If the trouble in Santa Barbara was cost of living, the problem in New Orleans is finding decent quality. I've been looking for a car for the past week, and keep running across decent cars with major mechanical issues, especially where CV axles are concerned. After driving the city for only a few weeks, this comes as no real surprise (the roads here are terrible-more potholes than MN after the spring thaw). There's a funny character trait I've noticed though, talking with people about their cars for sale, and maybe it would be the same anywhere, but I've experienced it at least 3 times now, with 3 different cars. When asked if anything is wrong with the car in question, I'll get no for an answer, unless it's an obvious physical flaw. After I drive the car, hear whatever clicking, whirring, pinging noise the car offers up in the few minutes I drive it, and go back with questions, they'll readily admit the problem. It's strange, it doesn't necessarily feel dishonest, per se, but I don't understand it. It doesn't help that I'm pretty limited in how much I can spend, because I'm obviously scraping the bottom of the Craig's List barrel. My co-workers have been really helpful though, keeping their ears open for something good, and I'm sure I'll find something in time.
Today is the 2-week mark since I arrived in New Orleans. I'm spending time in the shop this week, reading up on ROVs, tomorrow I'll learn some basic trouble-shooting techniques. I'm spending time with the engineers and shop techs, learning the dos and don'ts of the trade.
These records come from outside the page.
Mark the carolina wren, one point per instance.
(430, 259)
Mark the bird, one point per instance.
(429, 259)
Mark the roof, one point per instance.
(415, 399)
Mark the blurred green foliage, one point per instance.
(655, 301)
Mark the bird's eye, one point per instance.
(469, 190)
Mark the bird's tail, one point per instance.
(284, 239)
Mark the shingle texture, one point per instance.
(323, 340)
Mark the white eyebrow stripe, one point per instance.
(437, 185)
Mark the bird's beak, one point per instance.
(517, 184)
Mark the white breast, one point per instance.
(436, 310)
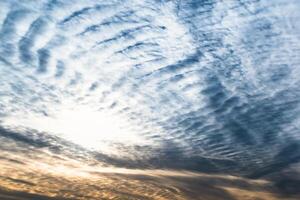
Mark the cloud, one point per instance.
(207, 86)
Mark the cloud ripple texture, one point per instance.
(202, 85)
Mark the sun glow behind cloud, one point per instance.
(84, 126)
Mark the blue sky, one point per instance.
(207, 86)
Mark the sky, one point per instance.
(149, 99)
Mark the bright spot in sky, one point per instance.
(84, 126)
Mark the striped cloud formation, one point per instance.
(211, 87)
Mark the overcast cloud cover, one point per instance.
(210, 87)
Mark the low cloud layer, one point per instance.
(204, 86)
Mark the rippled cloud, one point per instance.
(205, 86)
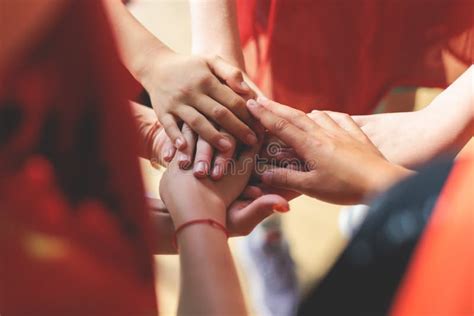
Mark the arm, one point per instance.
(184, 88)
(209, 279)
(137, 44)
(340, 164)
(215, 30)
(414, 138)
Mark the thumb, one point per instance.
(242, 220)
(232, 75)
(285, 178)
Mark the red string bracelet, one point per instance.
(207, 221)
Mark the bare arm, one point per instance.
(137, 44)
(215, 30)
(413, 138)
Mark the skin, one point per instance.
(205, 258)
(342, 165)
(202, 91)
(243, 214)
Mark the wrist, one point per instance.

There's so much to learn just about the ROVs, and then so much more to learn about flying the wee buggers, and even more about the actuality of working in the oilfield.
Saturday was my first day out in the Gulf. We were only out for a day, but it was a really good intro. We left the shop at 2am for the 3-hour drive to Fourchon (pronounced FOO-shon), which was a little like the Holy Grail. Many times I'd heard the name of Fourchon, from the stories Geoff would tell us in class; I could only hope for the day, so quickly!, when I, too, would set sail from the place.
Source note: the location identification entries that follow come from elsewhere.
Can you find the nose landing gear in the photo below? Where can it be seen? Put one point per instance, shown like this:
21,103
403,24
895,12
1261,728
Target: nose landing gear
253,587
We loaded the boat and set out, arriving 2 hours later at the rig. We tied off, and waited for the company man to transfer to the boat from the rig (via Billy Pugh basket, maneuvered by crane) to meet with us, and give us more info on the job. When we had a decent grasp on what to do, we put the ROV in the water, swam it around the rig for a while, got some video of what they needed to see, and landed the bugger back on deck. Once the ROV was traken care of, we hopped in the basket and headed up to the rig for lunch. This was a first, but it felt sort of familiar in a way, having seen so many pictures of barges and jack-ups, and having listened to so many stories from instructors and friends. I mean, obviously it's bizarre, being on this production platform in the middle of the wide, blue gulf, with no land in sight, and eating lasagna in a construction trailer-type mess hall, but I was more acclimated to it than I thought I'd be.